Under our feet, exposed, the granules, the quartzes, the feldspars, grown to eye-size, stopped against sight. Sea urchins' bequeathed fragilities, gull-strewn, blanched from their patterns. The tide-pools: green algae glares to the cloud.
Tidings, O tiny far-traveled tsunami, here curl to simile, die in the unrecorded surf-gardens: a mind, stranded and stemmed against absence, beats in itself.
Cross-currents, there, the times race through each other, kanntet ihr mich --
3. VAE V--
I rock a grief far older than my heart, like a pale relic in the mortal shrine: many are they who pause here, kneel and depart, to view this pride, which I cannot call mine. I would not have suspected how your name fits every grief, rings in each evening note, this reach of dusk is quiet with your fame, the clocks of autumn have your runes by rote --
What poultice now, of plaster or concrete, could ever stanch that singing wound of song? Ah, on all stages where poor slaves repeat the lying, barbarous words, the ancient wrongs, over the scene your cyphers now appear: in these signs the cries shall be made clear.
4.
"Beyond humankind --" Have you a smooth sheet of white paper wide as the galaxy, a pen of stars to write with? Can you see this miniature earth, like the paperweight on Montale's desk, with its distant dark-red flicker of inferno?

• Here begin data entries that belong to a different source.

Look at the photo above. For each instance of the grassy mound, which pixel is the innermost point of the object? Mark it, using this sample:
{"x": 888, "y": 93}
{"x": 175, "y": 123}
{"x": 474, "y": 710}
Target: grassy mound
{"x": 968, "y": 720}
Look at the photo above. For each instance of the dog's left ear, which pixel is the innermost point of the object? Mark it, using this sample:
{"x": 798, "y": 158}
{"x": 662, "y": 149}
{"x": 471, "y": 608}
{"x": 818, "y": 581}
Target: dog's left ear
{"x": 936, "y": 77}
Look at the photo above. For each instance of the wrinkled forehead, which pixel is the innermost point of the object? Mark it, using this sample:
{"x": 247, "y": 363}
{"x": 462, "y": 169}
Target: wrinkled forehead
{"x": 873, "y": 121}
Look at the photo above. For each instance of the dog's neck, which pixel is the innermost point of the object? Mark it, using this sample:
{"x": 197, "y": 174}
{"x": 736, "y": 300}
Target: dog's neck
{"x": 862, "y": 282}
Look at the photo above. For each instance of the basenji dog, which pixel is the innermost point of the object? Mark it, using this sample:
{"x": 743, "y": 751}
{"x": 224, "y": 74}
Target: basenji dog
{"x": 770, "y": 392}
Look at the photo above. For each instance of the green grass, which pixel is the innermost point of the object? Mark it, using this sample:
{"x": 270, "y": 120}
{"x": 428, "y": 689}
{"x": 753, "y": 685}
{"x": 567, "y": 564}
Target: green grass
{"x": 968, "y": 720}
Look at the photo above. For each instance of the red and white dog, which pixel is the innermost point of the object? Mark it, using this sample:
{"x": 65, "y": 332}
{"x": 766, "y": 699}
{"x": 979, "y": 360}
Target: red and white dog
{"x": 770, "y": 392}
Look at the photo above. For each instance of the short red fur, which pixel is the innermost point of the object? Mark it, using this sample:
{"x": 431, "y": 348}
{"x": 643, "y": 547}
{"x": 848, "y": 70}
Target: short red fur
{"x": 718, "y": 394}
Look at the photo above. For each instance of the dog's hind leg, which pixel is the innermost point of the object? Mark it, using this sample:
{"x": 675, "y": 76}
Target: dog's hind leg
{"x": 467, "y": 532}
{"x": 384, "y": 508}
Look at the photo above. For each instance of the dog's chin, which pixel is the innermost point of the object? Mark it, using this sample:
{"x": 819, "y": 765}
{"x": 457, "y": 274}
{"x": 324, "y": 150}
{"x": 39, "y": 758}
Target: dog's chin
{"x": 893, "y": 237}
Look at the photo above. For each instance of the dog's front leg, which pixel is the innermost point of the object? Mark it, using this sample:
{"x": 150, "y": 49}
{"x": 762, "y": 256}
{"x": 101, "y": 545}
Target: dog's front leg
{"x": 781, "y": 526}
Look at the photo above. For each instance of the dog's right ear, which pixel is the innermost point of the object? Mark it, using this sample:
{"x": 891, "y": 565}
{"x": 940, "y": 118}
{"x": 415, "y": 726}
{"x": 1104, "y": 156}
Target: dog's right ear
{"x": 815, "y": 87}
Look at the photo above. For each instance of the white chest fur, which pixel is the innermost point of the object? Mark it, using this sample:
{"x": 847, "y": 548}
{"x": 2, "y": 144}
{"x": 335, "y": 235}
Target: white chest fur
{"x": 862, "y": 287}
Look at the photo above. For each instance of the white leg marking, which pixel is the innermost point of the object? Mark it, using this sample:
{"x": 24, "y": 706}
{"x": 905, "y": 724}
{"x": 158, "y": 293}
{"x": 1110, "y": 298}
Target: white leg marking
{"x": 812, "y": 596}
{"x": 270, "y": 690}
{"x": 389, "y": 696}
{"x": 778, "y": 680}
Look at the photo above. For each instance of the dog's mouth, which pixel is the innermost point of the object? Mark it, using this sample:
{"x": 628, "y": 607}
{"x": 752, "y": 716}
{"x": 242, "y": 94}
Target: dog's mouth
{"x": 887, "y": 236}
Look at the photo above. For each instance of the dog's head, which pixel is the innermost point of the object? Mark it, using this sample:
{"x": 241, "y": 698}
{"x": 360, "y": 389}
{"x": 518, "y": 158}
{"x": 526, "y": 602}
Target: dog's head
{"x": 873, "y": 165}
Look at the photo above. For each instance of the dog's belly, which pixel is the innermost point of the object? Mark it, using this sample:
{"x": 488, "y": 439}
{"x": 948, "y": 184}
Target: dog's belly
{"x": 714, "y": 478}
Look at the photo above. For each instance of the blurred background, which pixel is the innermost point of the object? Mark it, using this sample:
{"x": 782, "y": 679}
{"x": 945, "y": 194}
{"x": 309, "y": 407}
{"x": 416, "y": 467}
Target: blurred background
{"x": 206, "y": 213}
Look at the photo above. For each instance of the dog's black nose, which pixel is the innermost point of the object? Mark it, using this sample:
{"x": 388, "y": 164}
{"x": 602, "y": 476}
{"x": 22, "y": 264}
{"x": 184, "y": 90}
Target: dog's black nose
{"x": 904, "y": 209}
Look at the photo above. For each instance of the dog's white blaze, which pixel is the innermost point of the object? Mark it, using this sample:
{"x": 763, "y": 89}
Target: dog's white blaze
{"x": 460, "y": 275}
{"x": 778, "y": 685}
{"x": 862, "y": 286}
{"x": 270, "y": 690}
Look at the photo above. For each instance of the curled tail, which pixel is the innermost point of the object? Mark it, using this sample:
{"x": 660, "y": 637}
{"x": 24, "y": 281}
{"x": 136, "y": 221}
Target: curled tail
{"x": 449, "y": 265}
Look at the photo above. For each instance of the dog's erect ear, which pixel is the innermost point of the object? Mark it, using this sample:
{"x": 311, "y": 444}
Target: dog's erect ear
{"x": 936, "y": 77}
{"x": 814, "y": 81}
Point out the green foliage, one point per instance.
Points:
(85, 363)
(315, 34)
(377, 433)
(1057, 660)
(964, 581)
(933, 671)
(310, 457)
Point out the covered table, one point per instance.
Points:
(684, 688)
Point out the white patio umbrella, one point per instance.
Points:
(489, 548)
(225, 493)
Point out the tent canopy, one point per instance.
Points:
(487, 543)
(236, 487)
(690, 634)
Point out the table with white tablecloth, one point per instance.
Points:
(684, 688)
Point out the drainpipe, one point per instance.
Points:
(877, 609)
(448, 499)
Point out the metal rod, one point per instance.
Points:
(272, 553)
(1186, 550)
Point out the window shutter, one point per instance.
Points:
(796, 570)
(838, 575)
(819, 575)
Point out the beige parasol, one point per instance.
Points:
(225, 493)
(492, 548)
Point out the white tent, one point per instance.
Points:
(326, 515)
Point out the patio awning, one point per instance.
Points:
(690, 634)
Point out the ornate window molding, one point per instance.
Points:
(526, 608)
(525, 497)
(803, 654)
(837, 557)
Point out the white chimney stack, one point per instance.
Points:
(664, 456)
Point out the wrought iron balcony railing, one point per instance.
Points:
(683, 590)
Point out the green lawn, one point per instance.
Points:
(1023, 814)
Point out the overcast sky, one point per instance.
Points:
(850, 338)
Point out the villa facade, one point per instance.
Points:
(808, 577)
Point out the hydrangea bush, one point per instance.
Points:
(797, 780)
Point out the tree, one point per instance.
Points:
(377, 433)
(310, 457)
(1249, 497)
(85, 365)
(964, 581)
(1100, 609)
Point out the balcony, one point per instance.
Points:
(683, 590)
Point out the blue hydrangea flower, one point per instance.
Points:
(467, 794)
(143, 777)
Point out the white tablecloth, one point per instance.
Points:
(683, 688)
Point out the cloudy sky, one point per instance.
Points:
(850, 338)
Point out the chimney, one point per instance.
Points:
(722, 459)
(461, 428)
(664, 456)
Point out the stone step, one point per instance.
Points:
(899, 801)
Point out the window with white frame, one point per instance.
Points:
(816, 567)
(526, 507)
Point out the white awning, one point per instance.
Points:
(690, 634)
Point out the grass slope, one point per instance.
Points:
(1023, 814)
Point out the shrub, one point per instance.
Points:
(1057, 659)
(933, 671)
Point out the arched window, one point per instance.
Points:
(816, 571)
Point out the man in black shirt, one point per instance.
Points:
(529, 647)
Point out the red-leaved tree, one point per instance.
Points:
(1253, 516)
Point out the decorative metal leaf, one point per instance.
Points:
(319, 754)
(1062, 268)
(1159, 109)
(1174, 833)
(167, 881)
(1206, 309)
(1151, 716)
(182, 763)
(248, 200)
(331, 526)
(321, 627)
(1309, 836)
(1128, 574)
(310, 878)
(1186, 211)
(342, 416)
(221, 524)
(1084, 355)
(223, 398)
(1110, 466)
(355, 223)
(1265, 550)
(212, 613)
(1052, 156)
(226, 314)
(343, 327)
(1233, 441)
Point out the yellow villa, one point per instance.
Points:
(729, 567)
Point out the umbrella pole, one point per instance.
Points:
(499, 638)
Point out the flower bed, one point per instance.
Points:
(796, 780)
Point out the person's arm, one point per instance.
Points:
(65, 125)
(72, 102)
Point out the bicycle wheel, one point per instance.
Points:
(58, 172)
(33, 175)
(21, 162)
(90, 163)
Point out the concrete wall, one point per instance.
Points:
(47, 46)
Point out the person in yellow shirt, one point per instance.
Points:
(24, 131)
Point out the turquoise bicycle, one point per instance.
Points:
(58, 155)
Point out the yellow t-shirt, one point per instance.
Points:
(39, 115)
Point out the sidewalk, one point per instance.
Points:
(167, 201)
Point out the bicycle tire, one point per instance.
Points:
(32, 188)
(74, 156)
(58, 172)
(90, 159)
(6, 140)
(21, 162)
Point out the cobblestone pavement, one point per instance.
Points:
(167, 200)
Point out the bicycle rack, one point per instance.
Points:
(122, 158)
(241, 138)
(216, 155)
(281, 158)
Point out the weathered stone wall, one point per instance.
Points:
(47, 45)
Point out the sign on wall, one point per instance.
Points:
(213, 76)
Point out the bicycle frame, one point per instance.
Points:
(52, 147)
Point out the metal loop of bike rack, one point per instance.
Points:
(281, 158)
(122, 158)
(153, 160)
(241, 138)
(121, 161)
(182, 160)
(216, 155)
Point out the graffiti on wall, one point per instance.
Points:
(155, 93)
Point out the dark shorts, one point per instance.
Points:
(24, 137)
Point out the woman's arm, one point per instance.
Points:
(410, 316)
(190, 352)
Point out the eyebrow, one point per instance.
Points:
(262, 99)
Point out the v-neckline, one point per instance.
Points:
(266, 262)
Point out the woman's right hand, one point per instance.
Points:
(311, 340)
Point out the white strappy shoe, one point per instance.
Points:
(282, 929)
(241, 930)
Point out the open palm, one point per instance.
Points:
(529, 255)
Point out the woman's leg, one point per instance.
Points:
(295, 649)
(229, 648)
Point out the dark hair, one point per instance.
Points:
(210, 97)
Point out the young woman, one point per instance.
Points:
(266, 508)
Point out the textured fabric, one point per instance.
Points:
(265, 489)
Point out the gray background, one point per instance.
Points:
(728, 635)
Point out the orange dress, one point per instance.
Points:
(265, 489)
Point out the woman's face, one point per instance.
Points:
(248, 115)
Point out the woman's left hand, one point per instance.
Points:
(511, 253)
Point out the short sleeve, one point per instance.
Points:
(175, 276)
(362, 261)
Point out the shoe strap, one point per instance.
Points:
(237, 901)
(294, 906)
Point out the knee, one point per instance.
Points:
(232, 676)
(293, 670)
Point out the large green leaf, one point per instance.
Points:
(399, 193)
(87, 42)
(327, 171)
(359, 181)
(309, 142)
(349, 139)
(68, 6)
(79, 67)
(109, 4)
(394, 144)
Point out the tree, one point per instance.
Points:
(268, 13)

No need now to hear the cries: we are burning -- even the tears you gave could not quench our greed.
5.
This be thy journey's lore, after all, whom praise cannot restore nor grief recall: we mourn one, when we mourn for all. Mourning one, we mourn for all, in mourning we recall and in recalling, praise, and praise shall all restore after all: these be our works and days.
6.
Friends, if you wander among stones again, cast not the dice, lift not your hands for rain, carve clearer runes upon the gates of hell: Earth, hold this kindly, for one loved you well.